Metoclopramide Hydrochloride
FDA Drug Information • Also known as: Gimoti, Metoclopramide, Metoclopramide Hydrochloride, Reglan
- Brand Names
- Gimoti, Metoclopramide, Metoclopramide Hydrochloride, Reglan
- Dosage Form
- POWDER
- Product Type
- BULK INGREDIENT
⚠ Boxed Warning (Black Box)
WARNING: TARDIVE DYSKINESIA Treatment with metoclopramide can cause tardive dyskinesia, a serious movement disorder that is often irreversible. The risk of developing tardive dyskinesia increases with duration of treatment and total cumulative dose. Metoclopramide therapy should be discontinued in patients who develop signs or symptoms of tardive dyskinesia. There is no known treatment for tardive dyskinesia. In some patients, symptoms may lessen or resolve after metoclopramide treatment is stopped. Treatment with metoclopramide for longer than 12 weeks should be avoided in all but rare cases where therapeutic benefit is thought to outweigh the risk of developing tardive dyskinesia.

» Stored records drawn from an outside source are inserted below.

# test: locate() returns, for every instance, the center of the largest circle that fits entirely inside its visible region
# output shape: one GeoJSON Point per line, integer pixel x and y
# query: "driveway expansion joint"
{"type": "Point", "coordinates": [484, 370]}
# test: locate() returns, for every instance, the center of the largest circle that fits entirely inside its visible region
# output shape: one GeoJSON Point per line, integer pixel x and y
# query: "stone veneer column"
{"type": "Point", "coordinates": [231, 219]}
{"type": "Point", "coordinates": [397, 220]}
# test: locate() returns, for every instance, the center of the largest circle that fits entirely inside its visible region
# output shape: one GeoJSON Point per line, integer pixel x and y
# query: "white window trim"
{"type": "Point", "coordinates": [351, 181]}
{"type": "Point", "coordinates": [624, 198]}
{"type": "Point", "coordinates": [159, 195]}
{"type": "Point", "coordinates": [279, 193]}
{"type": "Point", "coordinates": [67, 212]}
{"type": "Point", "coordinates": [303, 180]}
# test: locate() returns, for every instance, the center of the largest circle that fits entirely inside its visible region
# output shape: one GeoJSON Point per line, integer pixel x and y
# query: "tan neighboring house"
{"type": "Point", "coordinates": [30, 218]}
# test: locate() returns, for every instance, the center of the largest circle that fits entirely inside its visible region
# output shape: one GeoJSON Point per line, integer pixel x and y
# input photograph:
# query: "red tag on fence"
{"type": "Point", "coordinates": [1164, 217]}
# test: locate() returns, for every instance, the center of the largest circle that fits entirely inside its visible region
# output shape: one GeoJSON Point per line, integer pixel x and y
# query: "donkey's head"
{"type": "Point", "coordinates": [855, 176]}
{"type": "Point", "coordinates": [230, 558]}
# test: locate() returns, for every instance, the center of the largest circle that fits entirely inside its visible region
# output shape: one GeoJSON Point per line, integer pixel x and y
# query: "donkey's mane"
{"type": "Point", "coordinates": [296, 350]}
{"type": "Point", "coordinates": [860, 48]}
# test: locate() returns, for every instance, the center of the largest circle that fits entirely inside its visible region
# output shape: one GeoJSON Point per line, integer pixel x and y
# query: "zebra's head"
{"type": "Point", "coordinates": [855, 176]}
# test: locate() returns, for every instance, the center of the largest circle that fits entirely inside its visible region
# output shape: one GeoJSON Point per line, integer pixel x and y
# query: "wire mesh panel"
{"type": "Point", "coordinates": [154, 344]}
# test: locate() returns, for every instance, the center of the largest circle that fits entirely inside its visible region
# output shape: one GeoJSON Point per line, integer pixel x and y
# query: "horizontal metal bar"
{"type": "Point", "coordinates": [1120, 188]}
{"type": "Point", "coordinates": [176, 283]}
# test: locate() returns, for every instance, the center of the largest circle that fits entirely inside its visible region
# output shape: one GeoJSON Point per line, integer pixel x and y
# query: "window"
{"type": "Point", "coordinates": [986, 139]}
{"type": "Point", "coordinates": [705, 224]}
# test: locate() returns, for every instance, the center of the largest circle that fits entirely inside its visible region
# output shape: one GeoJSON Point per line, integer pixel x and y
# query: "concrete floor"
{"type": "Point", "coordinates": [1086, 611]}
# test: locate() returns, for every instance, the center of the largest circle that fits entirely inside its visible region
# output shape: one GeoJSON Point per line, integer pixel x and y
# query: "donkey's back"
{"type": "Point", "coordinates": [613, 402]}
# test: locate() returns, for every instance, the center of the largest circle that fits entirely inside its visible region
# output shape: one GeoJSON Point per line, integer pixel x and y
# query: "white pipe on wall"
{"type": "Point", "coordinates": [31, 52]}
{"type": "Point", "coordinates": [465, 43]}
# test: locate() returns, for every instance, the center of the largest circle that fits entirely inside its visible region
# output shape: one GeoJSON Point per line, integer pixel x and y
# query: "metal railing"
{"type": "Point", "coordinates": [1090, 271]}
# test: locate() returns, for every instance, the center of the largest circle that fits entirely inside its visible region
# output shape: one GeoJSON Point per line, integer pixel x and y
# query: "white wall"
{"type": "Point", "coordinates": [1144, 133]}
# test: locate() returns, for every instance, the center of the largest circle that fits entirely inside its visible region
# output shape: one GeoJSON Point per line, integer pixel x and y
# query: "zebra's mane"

See WARNINGS
Description
DESCRIPTION Metoclopramide Oral Solution, USP is an orange color clear, palatable, aromatic, sugar-free liquid, with characteristic butterscotch flavor, for oral administration. Each 5 mL (teaspoonful) contains: Metoclopramide base (as the monohydrochloride monohydrate) 5 mg. Inactive Ingredients: Citric acid, sodium saccharin dihydrate, propylene glycol, methylparaben, propylparaben, FD&C Yellow #6, butterscotch flavor, and water. (pH of the product is between 2.0 and 5.5). Metoclopramide hydrochloride is a white, crystalline, odorless substance, freely soluble in water. Chemically, it is 4-amino-5-chloro-N-[2-(diethylamino)ethyl]-2-methoxy benzamide monohydrochloride monohydrate. Its molecular formula is C 14 H 22 ClN 3 O 2
What Is Metoclopramide Hydrochloride Used For?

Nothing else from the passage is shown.